Here is a make-ahead basic pancake batter that you make and store in an airtight container and use as needed.
4 cups all purpose flour
3 T baking powder
2 tsp. baking soda
1 tsp. salt
3 T sugar
Mix all the above ingredients together and store in an air tight container for up to 6 months. I make two batches, then add it all into the jar, so that it will mix well.
ACTUAL PANCAKES:
1 cup pancake mix
1 egg
1 cup milk
1 T melted butter
Lightly whisk the mix, egg, milk, and melted butter in a bowl. It will be a thick batter. Heat a large skillet, melt 1 tablespoon of butter in skillet, spread butter around the skillet. Pour about 1/4 cup of batter on to the skillet for each pancake.
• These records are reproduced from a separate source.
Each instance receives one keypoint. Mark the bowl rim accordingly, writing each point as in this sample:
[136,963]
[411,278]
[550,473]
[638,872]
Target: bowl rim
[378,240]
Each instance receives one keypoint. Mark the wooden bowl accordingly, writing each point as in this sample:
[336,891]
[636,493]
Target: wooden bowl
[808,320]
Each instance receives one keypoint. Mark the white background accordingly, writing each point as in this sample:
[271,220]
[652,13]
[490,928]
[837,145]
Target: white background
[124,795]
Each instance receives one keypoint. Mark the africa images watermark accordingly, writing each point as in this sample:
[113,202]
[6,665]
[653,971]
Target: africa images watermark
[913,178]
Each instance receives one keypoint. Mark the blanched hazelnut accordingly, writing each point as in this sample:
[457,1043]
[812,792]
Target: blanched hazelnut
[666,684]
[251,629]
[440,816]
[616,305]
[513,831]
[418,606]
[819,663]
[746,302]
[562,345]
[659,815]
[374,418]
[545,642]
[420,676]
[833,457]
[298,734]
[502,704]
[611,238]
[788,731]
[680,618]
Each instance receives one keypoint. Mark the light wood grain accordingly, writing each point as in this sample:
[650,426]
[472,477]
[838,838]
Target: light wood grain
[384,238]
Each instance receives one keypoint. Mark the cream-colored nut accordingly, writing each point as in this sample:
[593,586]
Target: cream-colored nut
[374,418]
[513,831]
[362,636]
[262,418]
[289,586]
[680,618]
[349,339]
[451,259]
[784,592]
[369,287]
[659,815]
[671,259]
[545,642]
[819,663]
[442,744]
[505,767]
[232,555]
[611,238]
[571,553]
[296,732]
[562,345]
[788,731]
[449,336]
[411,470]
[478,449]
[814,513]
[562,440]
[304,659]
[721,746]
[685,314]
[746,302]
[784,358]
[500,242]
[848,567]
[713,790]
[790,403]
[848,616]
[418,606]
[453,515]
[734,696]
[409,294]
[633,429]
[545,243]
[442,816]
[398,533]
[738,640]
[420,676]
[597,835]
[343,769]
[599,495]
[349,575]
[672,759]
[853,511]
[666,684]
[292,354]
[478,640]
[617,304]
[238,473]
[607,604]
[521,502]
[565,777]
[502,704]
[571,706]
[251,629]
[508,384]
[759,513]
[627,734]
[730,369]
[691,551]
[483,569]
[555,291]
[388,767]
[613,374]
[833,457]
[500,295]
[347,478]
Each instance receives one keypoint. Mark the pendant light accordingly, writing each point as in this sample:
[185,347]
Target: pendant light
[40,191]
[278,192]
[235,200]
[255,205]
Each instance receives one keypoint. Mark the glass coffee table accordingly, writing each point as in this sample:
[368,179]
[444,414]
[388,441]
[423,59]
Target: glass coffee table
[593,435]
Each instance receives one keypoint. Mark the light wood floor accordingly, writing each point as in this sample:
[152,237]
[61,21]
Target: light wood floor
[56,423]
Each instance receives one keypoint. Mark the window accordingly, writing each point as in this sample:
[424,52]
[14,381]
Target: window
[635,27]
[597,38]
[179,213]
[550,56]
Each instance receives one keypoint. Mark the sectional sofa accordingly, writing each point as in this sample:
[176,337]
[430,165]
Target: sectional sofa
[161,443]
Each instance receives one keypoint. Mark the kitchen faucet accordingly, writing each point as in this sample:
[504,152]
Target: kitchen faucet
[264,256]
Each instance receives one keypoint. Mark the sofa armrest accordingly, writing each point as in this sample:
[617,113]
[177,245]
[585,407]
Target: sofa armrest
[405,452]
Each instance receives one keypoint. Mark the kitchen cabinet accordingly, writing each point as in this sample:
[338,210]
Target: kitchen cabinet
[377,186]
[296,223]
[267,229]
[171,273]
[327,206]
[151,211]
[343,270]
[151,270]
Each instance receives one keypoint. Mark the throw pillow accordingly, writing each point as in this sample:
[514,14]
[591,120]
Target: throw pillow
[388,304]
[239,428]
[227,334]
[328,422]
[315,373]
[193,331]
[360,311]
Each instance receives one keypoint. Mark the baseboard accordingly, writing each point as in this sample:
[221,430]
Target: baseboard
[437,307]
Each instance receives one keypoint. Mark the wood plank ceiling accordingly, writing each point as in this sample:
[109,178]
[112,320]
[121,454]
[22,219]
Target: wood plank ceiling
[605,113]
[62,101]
Heat each pancake on one side approximately 1 minute, or until bubbles appear, turn and heat on the other side for approximately 1 minute more. Repeat this process until you make all the pancakes. This amount of batter should make about 12-14 pancakes (depending on the size).
1/2 cup real maple syrup
1 1/2 cup blueberries
Heat the blueberries in the maple syrup in a small pot over medium heat until the blueberries start to pop, stir often. Serve warm over pancakes with a touch of butter and a sprinkle of powder sugar.